Pleading Issues & Procedure
Winsor v. Sequoia Benefits & Ins. Svcs. LLC, No. 21-CV-00227-JSC, 2021 WL 2207430 (N.D. Cal. June 1, 2021) (Judge Jacqueline Scott Corley). Plaintiffs filed suit alleging unlawful kickbacks by fiduciaries of RingCentral’s Welfare Benefit Plan. Defendants moved to dismiss, arguing plaintiffs have no standing to pursue their claims because plaintiff had no injury in fact. Plaintiffs argued they were injured in two ways: first, because their contributions to the welfare benefit plan would be lower if not for defendants’ ERISA violations, and second, because the excessive insurance charges exhausted the funds available to pay for the benefits provided by the plan. The court found plaintiffs’ complaint did not allege facts sufficient to show they would have paid less in contributions for their benefits. The court thus granted defendants’ motion to dismiss with leave to amend.

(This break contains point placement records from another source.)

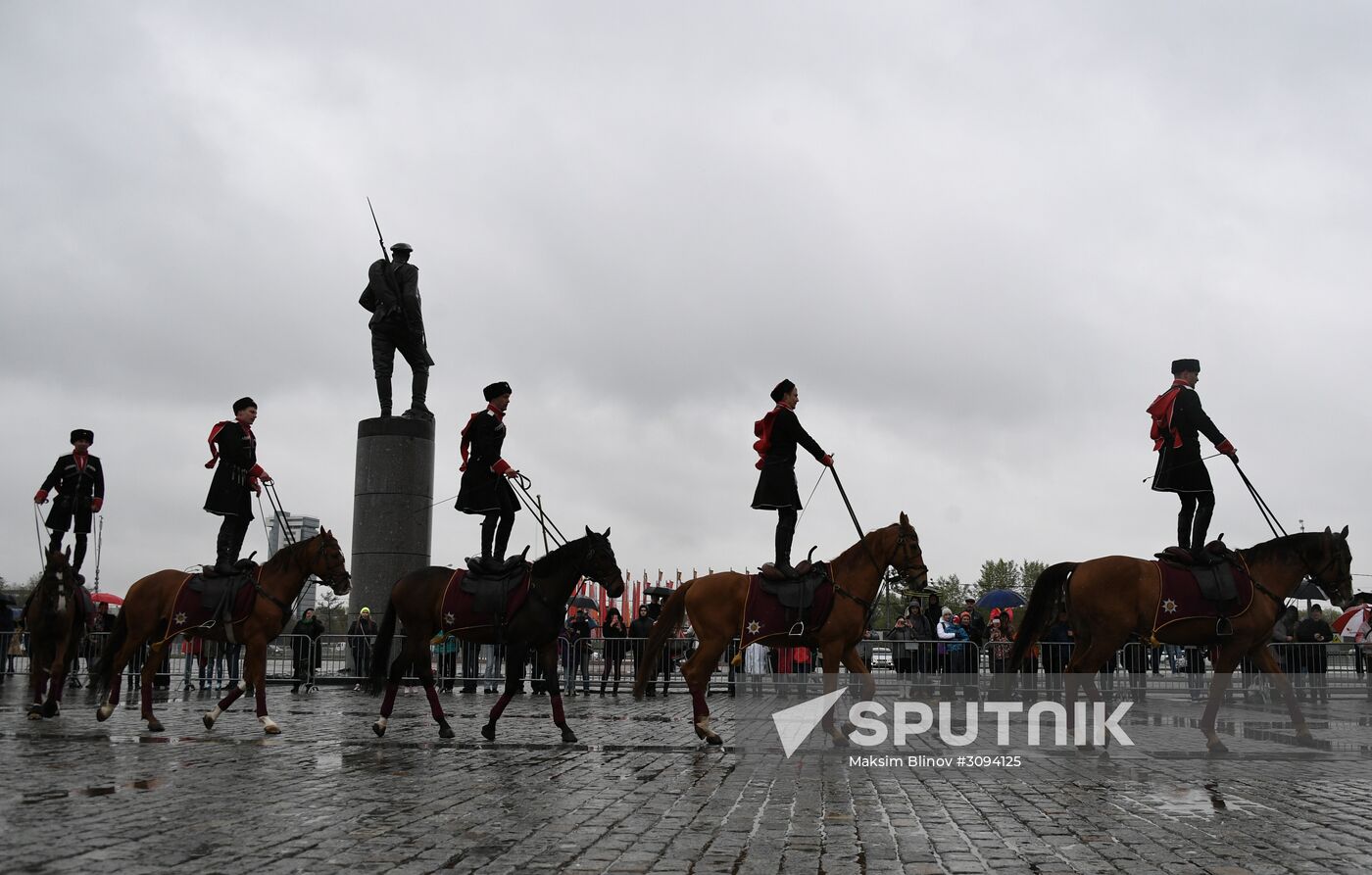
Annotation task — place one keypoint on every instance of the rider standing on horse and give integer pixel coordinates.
(79, 481)
(778, 434)
(1177, 420)
(393, 298)
(233, 446)
(484, 477)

Haddad v. SMG Long Term Disability Plan, No. 16-CV-01700-WHO, 2021 WL 2187979 (E.D. Cal. May 28, 2021) (Judge William H. Orrick). At issue was whether Hartford owed plaintiff prejudgment interest in connection with Hartford’s November 2019 payment of Long-term disability (LTD) benefits. Plaintiff argued that he was entitled to an award of prejudgment interest, despite not having secured a judgment on either his short-term disability (STD) or LTD benefit claims, and that interest should be awarded at a rate higher than the default Treasury Bill rate. Specifically, plaintiff sought an award at 8% because that rate approaches the California Insurance Code default 10% rate and, because if plaintiff had invested the money not paid by Hartford, he would have secured a rate of return at least at 8%. Hartford argued that because plaintiff’s LTD benefits award was the result of the claim administrative process – and not the result of any judgment entered by the court – plaintiff was not entitled to any prejudgment interest. After weighing the equities and considering fairness, the court found that plaintiff was not entitled to a prejudgment interest on the LTD award. It explained there had been no judgment by any court regarding the LTD payments. Once Hartford’s initial denial of STD benefits was overturned, the parties swiftly settled the STD benefits and then Hartford promptly determined the newly submitted LTD benefits issue. In these circumstances, prejudgment interest on the LTD payments was not warranted. The result might have been different if there was evidence that Hartford’s denial of LTD benefits was made in bad faith or took excessively long. But there was no such evidence. Hartford promptly determined the LTD issue after the STD issue was settled and the LTD issue was submitted to it.